Consider the following kernel:
__kernel void test(__global float2 *output, __global float2 *input) { __local float lmem[8]; float2 a; const size_t tid = get_global_id(0); if(tid / 8 == 0) { a = input[tid]; } else { return; } lmem[tid] = -a.x; barrier(CLK_LOCAL_MEM_FENCE); a.x = lmem[tid]; barrier(CLK_LOCAL_MEM_FENCE); output[tid] = a; }
If I execute it with global size == local_size == 16 and pass an array of 16 float2 elements as input:
input = [ 0.+0.j 1.+0.j 2.+0.j 3.+0.j 4.+0.j 5.+0.j 6.+0.j 7.+0.j 8.+0.j 9.+0.j 10.+0.j 11.+0.j 12.+0.j 13.+0.j 14.+0.j 15.+0.j]
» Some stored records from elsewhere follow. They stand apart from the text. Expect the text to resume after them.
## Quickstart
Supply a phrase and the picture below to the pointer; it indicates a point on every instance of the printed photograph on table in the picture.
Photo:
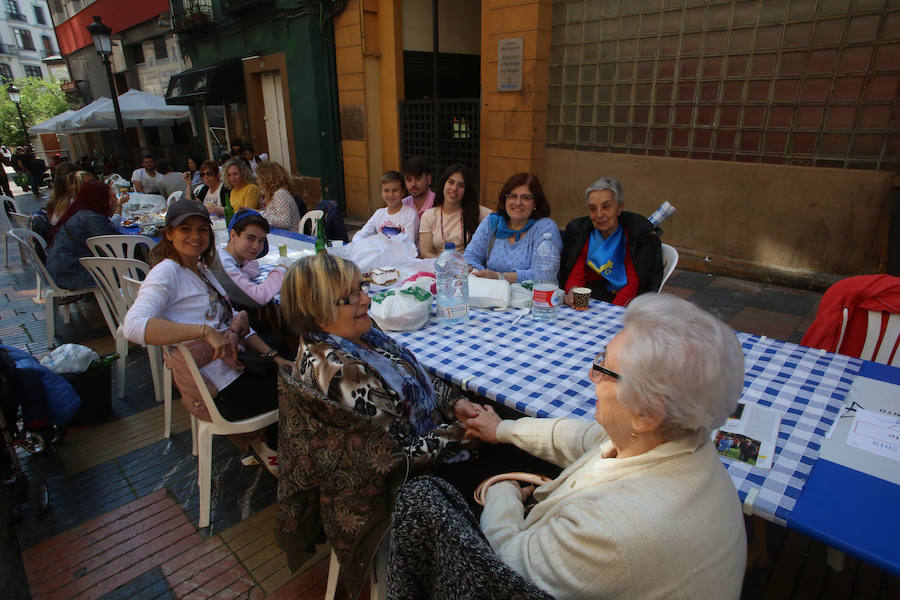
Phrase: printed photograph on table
(737, 447)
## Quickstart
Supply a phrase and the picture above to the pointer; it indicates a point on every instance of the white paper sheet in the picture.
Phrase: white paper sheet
(877, 433)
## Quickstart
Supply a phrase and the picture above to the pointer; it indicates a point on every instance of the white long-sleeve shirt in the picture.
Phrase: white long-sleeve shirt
(177, 294)
(406, 220)
(242, 277)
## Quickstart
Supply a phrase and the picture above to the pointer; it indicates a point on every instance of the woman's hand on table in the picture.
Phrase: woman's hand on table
(490, 274)
(222, 347)
(483, 426)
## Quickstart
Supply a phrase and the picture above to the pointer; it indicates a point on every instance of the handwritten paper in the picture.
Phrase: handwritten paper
(876, 432)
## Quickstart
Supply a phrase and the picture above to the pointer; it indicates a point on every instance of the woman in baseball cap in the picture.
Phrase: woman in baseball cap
(181, 301)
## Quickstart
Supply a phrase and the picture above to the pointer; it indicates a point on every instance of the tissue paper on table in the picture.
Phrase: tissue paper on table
(422, 279)
(488, 293)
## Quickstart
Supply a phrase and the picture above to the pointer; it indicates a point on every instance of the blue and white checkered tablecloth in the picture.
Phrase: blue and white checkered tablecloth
(541, 369)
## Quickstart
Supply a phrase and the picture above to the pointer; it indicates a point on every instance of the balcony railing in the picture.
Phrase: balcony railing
(231, 7)
(192, 16)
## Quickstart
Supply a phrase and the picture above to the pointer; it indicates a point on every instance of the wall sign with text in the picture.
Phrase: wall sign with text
(509, 64)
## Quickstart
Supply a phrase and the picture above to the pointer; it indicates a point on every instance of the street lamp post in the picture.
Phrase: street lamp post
(16, 98)
(101, 35)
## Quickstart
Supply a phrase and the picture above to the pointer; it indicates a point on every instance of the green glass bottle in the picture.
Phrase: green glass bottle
(321, 240)
(229, 212)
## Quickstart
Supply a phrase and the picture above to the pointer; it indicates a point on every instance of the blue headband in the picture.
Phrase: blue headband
(240, 216)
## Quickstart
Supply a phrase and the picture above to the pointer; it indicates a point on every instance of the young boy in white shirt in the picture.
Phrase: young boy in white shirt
(395, 218)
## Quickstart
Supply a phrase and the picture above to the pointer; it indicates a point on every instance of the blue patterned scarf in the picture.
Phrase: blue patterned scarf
(501, 227)
(412, 384)
(607, 258)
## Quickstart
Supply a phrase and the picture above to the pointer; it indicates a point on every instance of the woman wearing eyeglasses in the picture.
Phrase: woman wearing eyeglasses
(644, 507)
(212, 194)
(615, 253)
(504, 243)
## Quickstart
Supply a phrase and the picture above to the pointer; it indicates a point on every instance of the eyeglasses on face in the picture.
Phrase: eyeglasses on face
(524, 197)
(597, 367)
(354, 297)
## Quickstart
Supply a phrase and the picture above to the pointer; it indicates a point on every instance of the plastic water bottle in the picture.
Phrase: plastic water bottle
(547, 295)
(452, 280)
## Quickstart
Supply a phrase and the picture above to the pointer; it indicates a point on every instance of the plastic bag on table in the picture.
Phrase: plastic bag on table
(488, 293)
(520, 295)
(401, 310)
(70, 358)
(378, 251)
and a zero-filled buffer as output, I expect the first 8 elements of the output to have their real parts negated in the output array, while the rest of it remaining untouched:
output = [-0.+0.j -1.+0.j -2.+0.j -3.+0.j -4.+0.j -5.+0.j -6.+0.j -7.+0.j 0.+0.j 0.+0.j 0.+0.j 0.+0.j 0.+0.j 0.+0.j 0.+0.j 0.+0.j]
This is what happens on Ubuntu 12.04 x64, nVidia CUDA 5 platform, Tesla C2050 device. But on the same operating system, Intel OpenCL XE SDK 2013 3.0.67279, and Intel Xeon E5620 the whole resulting buffer remains untouched:
output = [ 0.+0.j 0.+0.j 0.+0.j 0.+0.j 0.+0.j 0.+0.j 0.+0.j 0.+0.j 0.+0.j 0.+0.j 0.+0.j 0.+0.j 0.+0.j 0.+0.j 0.+0.j 0.+0.j]
The output coincides with the reference CUDA output if I do any of the following:
- Comment out the barriers;
- Use float arrays instead of float2
- Initialize "a" inside the kernel instead of reading it from input (i.e. as "a = (float2)(tid, 0)").
Has anyone encountered such behavior? Is it a bug, or am I making incorrect assumptions about how barriers work?